Face à ma question, ma conseillère n’a pas cherché à justifier le montant. Elle a simplement ouvert son logiciel et vérifié si mon profil correspondait à une des conditions d’exonération. C’est là que j’ai compris que la négociation, loin d’être un privilège de client fortuné, relève souvent d’une simple case à cocher que personne ne pense à demander. Certaines banques appliquent d’ailleurs des règles très concrètes : chez LCL, il est possible d’éviter ces frais en domiciliant ses revenus sur le compte, à défaut de quoi la banque facture 40 € aux clients qui ne remplissent pas cette condition. Ailleurs, la gratuité dépend d’un nombre minimal d’opérations créditrices dans l’année.

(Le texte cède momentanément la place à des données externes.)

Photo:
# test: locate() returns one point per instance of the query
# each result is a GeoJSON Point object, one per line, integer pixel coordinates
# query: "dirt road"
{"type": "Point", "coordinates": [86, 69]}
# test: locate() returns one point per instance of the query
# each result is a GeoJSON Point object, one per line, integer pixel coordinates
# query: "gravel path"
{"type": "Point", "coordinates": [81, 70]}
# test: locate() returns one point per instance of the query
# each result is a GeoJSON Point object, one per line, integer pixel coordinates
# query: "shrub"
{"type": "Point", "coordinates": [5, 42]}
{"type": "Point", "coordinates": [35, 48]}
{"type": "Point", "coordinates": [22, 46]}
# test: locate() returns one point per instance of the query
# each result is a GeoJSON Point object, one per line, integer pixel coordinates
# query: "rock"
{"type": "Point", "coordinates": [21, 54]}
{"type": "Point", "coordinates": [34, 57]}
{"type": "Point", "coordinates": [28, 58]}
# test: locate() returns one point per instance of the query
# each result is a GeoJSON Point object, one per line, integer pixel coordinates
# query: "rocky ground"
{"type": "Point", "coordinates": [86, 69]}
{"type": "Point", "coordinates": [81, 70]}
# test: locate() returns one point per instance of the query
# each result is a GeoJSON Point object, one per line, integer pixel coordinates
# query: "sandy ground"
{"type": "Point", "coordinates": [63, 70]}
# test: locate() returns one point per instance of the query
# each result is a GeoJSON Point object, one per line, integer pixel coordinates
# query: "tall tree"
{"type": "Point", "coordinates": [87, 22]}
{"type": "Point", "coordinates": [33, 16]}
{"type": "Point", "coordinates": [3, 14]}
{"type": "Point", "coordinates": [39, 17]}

Un conseiller de clientèle a, dans la plupart des réseaux, une petite marge de manœuvre commerciale qu’il n’active jamais spontanément, tout simplement parce que la banque n’a aucun intérêt à le faire. Le rapport de force s’inverse dès que le client montre qu’il a comparé les offres concurrentes. C’est un point que confirment plusieurs experts du secteur : un appel au conseiller, en évoquant une offre concurrente plus avantageuse, suffit parfois à obtenir une remise sur la cotisation carte ou la suppression des frais de tenue de compte pendant un an, car les banques traditionnelles préfèrent souvent accorder un geste commercial plutôt que de voir un compte se fermer. Mais attention, ce geste n’est jamais acquis pour toujours : une remise obtenue à l’oral n’est pas toujours reconduite l’année suivante et il vaut mieux la demander par écrit ou par message sécurisé pour en garder une trace.

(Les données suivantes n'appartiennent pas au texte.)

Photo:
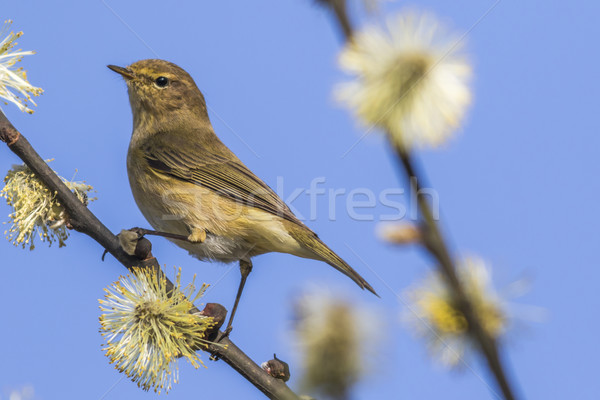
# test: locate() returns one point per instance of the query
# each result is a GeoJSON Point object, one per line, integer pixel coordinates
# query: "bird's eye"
{"type": "Point", "coordinates": [161, 81]}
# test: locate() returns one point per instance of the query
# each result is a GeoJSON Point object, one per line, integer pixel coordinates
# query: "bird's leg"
{"type": "Point", "coordinates": [197, 236]}
{"type": "Point", "coordinates": [245, 269]}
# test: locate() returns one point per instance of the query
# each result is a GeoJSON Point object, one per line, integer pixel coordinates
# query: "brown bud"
{"type": "Point", "coordinates": [218, 314]}
{"type": "Point", "coordinates": [277, 368]}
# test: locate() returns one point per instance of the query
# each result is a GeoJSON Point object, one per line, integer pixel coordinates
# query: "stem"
{"type": "Point", "coordinates": [83, 220]}
{"type": "Point", "coordinates": [435, 244]}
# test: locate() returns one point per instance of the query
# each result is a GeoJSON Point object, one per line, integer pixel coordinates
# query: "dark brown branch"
{"type": "Point", "coordinates": [436, 245]}
{"type": "Point", "coordinates": [434, 242]}
{"type": "Point", "coordinates": [83, 220]}
{"type": "Point", "coordinates": [338, 7]}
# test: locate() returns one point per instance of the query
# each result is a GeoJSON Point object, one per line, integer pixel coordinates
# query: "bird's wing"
{"type": "Point", "coordinates": [218, 170]}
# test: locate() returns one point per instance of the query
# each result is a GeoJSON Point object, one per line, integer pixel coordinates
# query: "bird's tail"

Négocier ou changer de banque, le vrai calcul à faire

Reste une question plus large que mes 24 euros personnels : jusqu’où vaut-il la peine de se battre ? Toutes les banques en ligne, elles, contournent purement et simplement le problème. Plusieurs banques en ligne comme Boursobank, Fortuneo, et Hello bank ne facturent pas ces frais, tout comme certaines banques de réseau telles que le Crédit coopératif et le Crédit Agricole Normandie Seine. Face à un conseiller qui refuse tout geste, changer d’établissement redevient l’option la plus rationnelle, d’autant que la mobilité bancaire est aujourd’hui largement automatisée : la nouvelle banque se charge elle-même de transférer prélèvements et virements récurrents.

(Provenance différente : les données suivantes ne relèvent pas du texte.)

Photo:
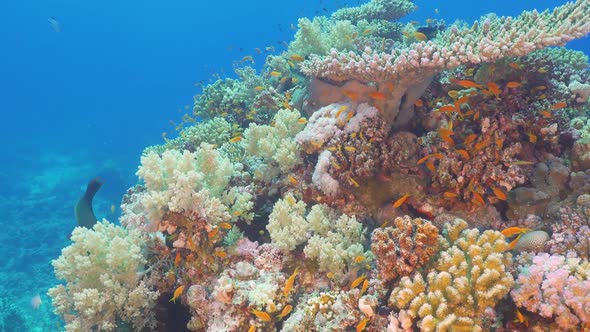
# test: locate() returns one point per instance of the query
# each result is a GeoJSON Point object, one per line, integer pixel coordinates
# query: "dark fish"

Ma conversation avec ma conseillère m’a coûté dix minutes et rapporté une exonération pour l’année en cours. Un bon calcul, sur le papier. Mais le vrai enseignement tient en une phrase, presque gênante à admettre : ces frais ne sont jamais négociés par défaut, ils attendent simplement qu’on ose ouvrir la bouche. La prochaine fois que vous recevrez votre relevé annuel, gardez en tête que ce montant qui semble gravé dans le marbre tarifaire est, pour beaucoup de banques, une base de discussion et non une fatalité.